With the demonstration at Samsung, and with GreenLight’s COVID-19 booster vaccine clinical trial expected to start in 2022, GreenLight would be capable of supplying mRNA vaccine at a commercial scale. A second engineering run will start this month (August 2022) to implement improvements indicated by the first run and to demonstrate repeatability at scale​.

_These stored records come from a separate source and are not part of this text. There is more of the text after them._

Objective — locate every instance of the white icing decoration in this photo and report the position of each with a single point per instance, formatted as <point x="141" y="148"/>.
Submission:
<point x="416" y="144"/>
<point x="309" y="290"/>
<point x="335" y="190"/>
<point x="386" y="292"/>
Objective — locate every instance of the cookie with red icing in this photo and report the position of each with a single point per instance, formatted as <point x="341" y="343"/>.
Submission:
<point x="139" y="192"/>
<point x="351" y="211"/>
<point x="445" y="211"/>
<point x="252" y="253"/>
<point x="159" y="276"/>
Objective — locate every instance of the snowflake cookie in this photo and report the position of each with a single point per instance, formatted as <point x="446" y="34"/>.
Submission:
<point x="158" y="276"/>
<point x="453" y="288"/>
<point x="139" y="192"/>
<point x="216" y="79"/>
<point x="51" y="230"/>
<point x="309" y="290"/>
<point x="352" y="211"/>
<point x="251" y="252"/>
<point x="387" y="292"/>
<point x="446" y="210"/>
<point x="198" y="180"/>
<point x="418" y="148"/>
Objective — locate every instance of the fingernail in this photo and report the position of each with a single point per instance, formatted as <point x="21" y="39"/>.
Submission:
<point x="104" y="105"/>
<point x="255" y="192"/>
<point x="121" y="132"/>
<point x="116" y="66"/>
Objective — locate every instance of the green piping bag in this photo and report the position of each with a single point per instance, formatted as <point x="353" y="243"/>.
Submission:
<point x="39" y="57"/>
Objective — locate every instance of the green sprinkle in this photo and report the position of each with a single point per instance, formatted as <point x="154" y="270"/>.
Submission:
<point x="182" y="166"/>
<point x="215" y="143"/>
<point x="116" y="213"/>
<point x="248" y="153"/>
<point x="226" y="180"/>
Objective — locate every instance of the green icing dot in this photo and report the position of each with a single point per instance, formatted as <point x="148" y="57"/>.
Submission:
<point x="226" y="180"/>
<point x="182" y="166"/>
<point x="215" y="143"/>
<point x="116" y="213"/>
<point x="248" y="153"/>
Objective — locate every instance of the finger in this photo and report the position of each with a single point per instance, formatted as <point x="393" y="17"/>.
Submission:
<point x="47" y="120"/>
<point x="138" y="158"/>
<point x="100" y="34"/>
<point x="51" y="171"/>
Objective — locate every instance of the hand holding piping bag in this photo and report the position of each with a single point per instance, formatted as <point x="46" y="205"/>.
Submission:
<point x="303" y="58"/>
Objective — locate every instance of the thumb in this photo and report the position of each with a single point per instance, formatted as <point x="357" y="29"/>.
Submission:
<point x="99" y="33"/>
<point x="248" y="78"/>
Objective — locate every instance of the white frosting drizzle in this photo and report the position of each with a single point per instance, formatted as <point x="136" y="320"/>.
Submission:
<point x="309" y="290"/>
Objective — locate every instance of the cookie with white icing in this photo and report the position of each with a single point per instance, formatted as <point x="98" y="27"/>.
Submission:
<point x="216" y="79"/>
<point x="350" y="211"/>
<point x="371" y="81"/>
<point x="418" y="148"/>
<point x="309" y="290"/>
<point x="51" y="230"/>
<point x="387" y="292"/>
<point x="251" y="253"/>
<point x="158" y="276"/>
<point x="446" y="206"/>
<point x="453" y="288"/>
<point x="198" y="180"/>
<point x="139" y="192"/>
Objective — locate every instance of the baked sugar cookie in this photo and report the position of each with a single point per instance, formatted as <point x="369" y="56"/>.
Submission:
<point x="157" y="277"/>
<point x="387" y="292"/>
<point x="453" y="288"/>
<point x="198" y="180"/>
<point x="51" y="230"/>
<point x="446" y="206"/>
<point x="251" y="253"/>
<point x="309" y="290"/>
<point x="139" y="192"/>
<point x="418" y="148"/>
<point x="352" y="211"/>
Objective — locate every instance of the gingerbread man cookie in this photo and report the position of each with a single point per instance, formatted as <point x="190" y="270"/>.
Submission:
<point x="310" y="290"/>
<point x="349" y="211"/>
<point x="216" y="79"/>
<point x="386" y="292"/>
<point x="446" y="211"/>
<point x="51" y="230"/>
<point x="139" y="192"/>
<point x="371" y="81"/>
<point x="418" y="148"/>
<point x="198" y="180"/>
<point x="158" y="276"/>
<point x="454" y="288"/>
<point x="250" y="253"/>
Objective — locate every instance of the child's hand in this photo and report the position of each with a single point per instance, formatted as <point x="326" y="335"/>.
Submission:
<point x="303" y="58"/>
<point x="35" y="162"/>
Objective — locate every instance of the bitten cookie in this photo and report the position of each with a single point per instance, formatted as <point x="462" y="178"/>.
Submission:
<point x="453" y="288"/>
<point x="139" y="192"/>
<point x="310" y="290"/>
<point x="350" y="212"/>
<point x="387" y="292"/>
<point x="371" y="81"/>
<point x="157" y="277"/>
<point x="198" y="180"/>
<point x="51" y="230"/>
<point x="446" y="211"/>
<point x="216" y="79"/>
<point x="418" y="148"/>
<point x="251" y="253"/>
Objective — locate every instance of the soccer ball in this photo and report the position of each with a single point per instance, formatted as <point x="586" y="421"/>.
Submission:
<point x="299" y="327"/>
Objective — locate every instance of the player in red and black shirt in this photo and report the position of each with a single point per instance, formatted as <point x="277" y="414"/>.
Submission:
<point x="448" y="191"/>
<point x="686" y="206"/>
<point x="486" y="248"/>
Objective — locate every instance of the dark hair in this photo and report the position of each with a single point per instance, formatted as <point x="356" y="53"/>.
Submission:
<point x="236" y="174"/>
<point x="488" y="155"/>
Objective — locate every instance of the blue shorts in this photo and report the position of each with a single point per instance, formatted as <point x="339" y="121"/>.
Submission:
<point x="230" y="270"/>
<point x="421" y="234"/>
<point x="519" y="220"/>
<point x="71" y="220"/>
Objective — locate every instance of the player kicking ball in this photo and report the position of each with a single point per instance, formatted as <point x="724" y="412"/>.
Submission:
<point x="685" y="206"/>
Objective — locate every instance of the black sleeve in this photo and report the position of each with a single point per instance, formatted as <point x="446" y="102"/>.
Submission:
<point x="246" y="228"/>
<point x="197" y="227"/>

Separately, GreenLight Biosciences announced late last month (July 2022), a collaboration with the US National Institutes of Health (NIH) to develop COVID-19 vaccines that are more broadly protective against new variants and with longer-lasting effects. GreenLight—in collaboration with the Vaccine Research Center, part of NIH’s National Institute of Allergy and Infectious Diseases—will co-design and test mRNA vaccines against coronaviruses with the goal of developing vaccines that confer a more durable immune response than current vaccines. In addition, they will work together to develop systems that expedite new designs into clinical use.